Kenan Malik affirme que la politique française a consisté à fermer les yeux sur le racisme par le fait d'être aveugle à la couleur et à utiliser l’exigence d’« assimilation » comme moyen de distinguer certains groupes (les juifs autrefois et les personnes d’origine nord-africaine et les musulmans de nos jours) comme n’appartenant pas véritablement à la nation. Ainsi, selon lui, l’« universalisme » est devenu une arme pour souligner les différences de certains peuples avec le peuple français et justifier leur marginalisation. La France a selon lui un défaut partagé avec les États-Unis : elle traite trop souvent ses citoyens non pas comme des individus mais comme des membres de communautés raciales ou ethniques. Il propose une solution allant au-delà du multiculturalisme et de l'universalisme républicain: la création d'une perspective universaliste qui accepte l’égalité de traitement mais ne nie pas la réalité des inégalités raciales[26].
L'humaniste Xavier Chabois-Chouvel explique que les détracteurs de l'universalisme républicain reprochent à l’universalisme son caractère abstrait. Il explique que s'il est vrai que la République universelle reste une utopie, l’idéal qu’elle recouvre a pourtant investi le champ politique et institutionnel. Pour Chabois-Chavel, pour comprendre l'universalisme, il ne faut pas confondre le mondialisé et l’universel. En effet, selon lui, l'universalisme républicain permet l'affirmation de son identité individuelle et si l’universalisme refuse le relativisme, cela n'est que pour condamner des pratiques qui, au nom de la diversité culturelle, constituent des négations factuelles à la dignité humaine.
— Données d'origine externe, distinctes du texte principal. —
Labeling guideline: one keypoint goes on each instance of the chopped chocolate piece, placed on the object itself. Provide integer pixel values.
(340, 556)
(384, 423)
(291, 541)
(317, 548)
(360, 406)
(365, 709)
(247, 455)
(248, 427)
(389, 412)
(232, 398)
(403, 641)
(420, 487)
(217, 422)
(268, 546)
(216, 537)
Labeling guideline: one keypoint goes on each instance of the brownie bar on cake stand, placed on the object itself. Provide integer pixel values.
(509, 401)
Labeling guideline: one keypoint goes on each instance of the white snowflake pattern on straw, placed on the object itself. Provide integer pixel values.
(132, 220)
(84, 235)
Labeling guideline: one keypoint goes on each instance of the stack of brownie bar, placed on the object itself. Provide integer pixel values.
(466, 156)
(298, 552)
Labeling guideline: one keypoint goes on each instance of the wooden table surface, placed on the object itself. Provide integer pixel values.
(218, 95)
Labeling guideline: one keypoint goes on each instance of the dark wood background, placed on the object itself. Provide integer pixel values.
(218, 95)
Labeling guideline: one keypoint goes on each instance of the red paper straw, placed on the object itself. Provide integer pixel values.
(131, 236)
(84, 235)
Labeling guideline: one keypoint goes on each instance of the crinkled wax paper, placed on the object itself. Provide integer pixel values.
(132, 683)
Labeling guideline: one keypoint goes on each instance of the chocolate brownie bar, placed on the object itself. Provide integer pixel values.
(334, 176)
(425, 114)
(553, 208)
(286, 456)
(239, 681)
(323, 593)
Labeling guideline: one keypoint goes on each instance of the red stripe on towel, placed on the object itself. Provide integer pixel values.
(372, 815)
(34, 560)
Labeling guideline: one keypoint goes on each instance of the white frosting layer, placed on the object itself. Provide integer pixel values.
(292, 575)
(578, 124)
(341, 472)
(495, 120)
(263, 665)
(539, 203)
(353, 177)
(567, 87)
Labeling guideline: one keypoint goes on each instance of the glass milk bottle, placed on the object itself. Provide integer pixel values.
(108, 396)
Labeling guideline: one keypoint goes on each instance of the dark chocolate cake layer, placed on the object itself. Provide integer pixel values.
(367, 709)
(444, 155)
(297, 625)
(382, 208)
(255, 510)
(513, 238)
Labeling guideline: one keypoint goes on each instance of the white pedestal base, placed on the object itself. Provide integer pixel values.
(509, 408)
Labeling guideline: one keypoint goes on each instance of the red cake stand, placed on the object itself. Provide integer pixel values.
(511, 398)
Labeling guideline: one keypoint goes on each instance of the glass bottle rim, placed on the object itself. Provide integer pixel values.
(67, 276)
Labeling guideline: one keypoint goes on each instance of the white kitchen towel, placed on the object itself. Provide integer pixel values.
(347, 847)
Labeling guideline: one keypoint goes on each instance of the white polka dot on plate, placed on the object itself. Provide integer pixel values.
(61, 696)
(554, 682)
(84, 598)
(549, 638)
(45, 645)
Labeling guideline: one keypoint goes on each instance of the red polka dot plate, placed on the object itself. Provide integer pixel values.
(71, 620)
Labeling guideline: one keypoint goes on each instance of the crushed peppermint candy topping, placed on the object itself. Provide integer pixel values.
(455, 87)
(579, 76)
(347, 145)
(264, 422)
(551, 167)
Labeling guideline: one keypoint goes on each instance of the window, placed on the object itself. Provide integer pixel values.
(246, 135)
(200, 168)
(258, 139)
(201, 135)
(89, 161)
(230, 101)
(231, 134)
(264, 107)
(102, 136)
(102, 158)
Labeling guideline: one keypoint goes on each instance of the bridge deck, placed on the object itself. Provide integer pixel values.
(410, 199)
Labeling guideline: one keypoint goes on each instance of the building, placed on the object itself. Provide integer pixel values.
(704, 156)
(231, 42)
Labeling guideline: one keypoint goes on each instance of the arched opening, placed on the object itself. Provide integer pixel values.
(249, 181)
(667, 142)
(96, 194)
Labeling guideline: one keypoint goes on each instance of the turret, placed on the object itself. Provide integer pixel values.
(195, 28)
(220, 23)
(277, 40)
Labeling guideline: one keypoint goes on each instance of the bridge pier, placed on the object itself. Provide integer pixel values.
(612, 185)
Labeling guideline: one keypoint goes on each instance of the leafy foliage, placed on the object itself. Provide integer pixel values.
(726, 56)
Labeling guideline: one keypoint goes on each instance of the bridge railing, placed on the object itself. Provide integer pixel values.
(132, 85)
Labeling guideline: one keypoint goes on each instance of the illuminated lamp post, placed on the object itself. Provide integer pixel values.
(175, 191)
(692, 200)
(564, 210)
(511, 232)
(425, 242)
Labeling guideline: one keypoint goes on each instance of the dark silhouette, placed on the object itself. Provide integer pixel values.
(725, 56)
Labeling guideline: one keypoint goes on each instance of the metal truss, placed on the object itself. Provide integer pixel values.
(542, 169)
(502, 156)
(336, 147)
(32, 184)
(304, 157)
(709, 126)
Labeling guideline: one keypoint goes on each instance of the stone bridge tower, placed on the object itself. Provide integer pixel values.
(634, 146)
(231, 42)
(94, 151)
Il reconnaît également que la République française n'a pas encore accompli l'universalisme et l'a peut-être trahi mais il explique qu'il est nécessaire de convenir que « l’universalisme républicain est un principe d’intégration, non une description de la réalité » et que « la trahison d’un principe ne l’invalide pas »[27].
Selon Georges Kuzmanovic, ex-orateur national de la France Insoumise, les critiques contemporains de l'universalisme républicain ne condamnent jamais les rigueurs que l’universalisme républicain fit jadis supporter aux catholiques et se désintéressent du sort qu’il réserve aux bouddhistes et aux confucéens, pour se concentrer sur son caractère prétendument discriminant vis-à-vis des adeptes de la religion musulmane. En effet, Kuzmanovic constate que les opposants à la notion d’universalisme réagissent rarement lorsqu’on condamne les manifestations des intégristes chrétiens, alors qu’en théorie, ils devraient défendre toutes les communautés religieuses. Selon lui, si aujourd’hui, en France, les universalistes tendent à critiquer plus souvent l’islam que les autres religions, ce n’est pas par islamophobie, mais en raison d'une fraction des pratiquants de cette religion qui défie l’autorité laïque de la République en faisant preuve d’une radicalité particulière tout en se référant à une autorité religieuse supranationale. Il explique qu'une personne universaliste voit le problème comme non spécifique à aucune religion en particulier, ni même aux religions dans leur ensemble mais à la volonté d’hégémonie qui les caractérise dans un lieu et à un moment donné[28].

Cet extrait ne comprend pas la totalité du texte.